Bu tür uygulamaların verdiği en önemli ders ''Her şeye ve herkese uyan bir eDevlet uygulaması
yoktur.'' Her ülkenin, hatta aynı ülkedeki farklı kamu kurum ve kuruluşlarının içinde
bulundukları koşullar, öncelikler ve kaynaklar farklı olabilir, bunun da göz önünde tutulması
gerekir. Bir diğer tanıma göre de, eDevlet kamu yönetiminin daha çok vatandaş-merkezli bir
yapıya kavuşturulmasıdır. Teknoloji bu çabada kullanılan bir araçtır. Burada şu uyarı
yapılmalıdır: Bilgisayarlar =/= Reform. Diğer bir deyişle sadece bilgisayarların ve iletişim
araçlarının eklenmesi kamu yönetimini iyileştirmeye yetmez. Aynı şekilde, elle yapılan işlemleri
olduğu gibi mekanize etmek de kamudaki uygulamaları başarılı kılmaz, bir reformun başarısı
için yeterli olmaz, olamaz.
Bir toplumda eDevletin başarı ile gerçekleştirilmesi o toplumun Bilgi Toplumu
39
olabilmesi için gerekli koşullardan birisidir.
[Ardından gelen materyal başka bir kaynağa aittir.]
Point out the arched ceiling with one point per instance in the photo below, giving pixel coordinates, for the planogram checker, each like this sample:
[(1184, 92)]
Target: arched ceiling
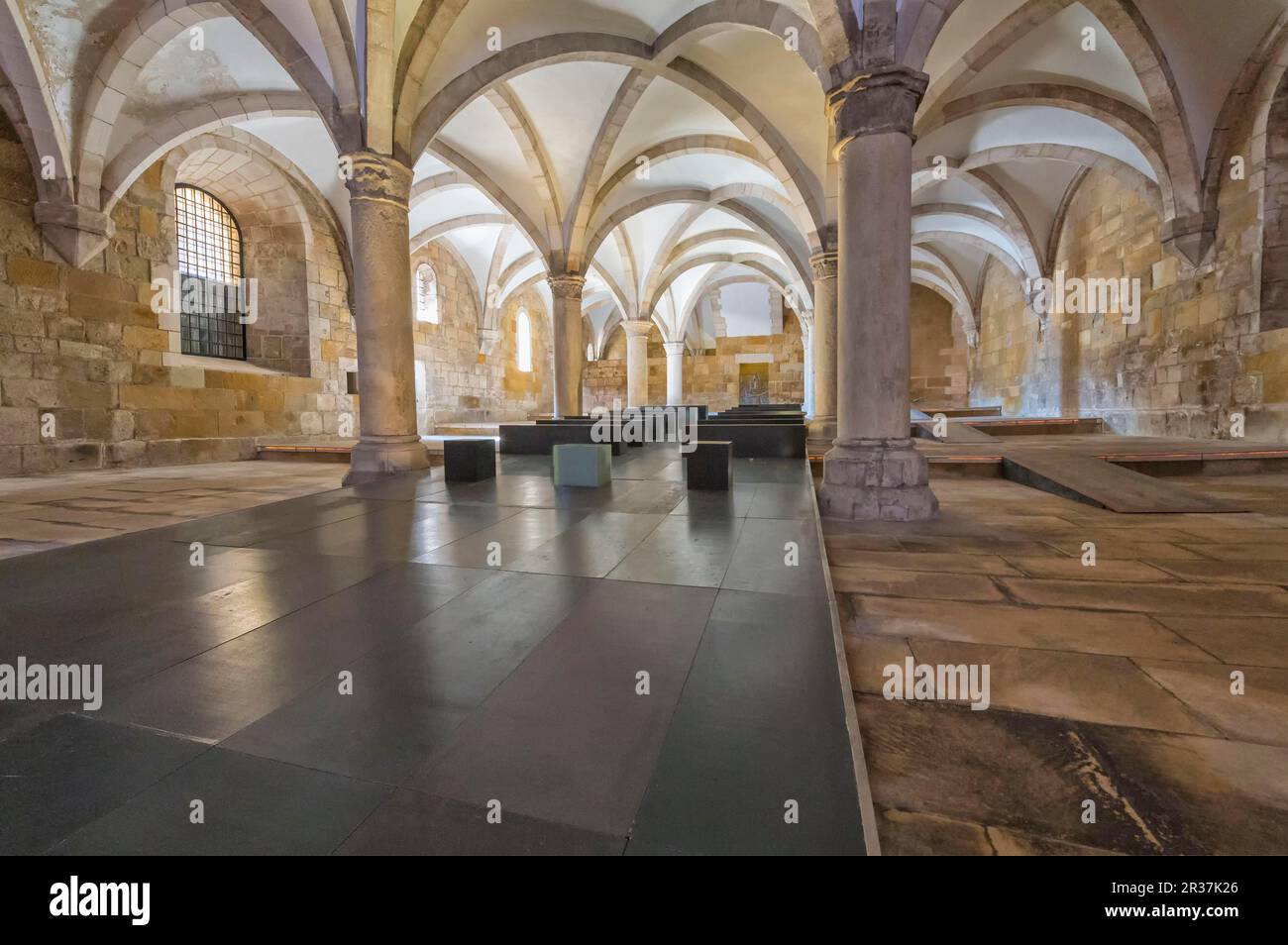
[(660, 147)]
Ama tek başına eDevlet yetmez. Bilgi Toplumu
oluşumu için eDevlet ile birlikte eTicaret, eİmza, eEğitim, eSağlık vb gibi böyle bir toplumun
gerektirdiği pek çok diğer koşullar da sağlanmalıdır. En önemlisi, özünde açık, dürüst ve hesap
verebilir yönetim demek olan İlerici Yönetişim de Bilgi Toplumunun en temel olmazsa
olmazıdır.
40
10. ÇALIŞMA, İŞSİZLİKLE MÜCADELE, KÖYKENTLER VE SOSYAL
GÜVENLİK
Emek, üreten niteliğiyle, en yüce değerdir. Emeğin hakkını alabilmesi ve emeğin bilgi
desteğiyle verim ve kalitesinin artırılması gelişmiş ülkelerde olduğu gibi Türkiyemizde de
öncelik verilen iki ana konu olmalıdır. Emek ve sermaye arasındaki denge, toplumda huzur ve
istikrarlı kalkınma için çok önemlidir. Bu konularda devlet, sendikalarla ortak anlayış
geliştirmeli ve birlikte sorumluluk üstlenmelidir.
Türkiye’nin içine yuvarlandığı en derin bunalım, en acil sorun yoksulluk ve işsizliktir.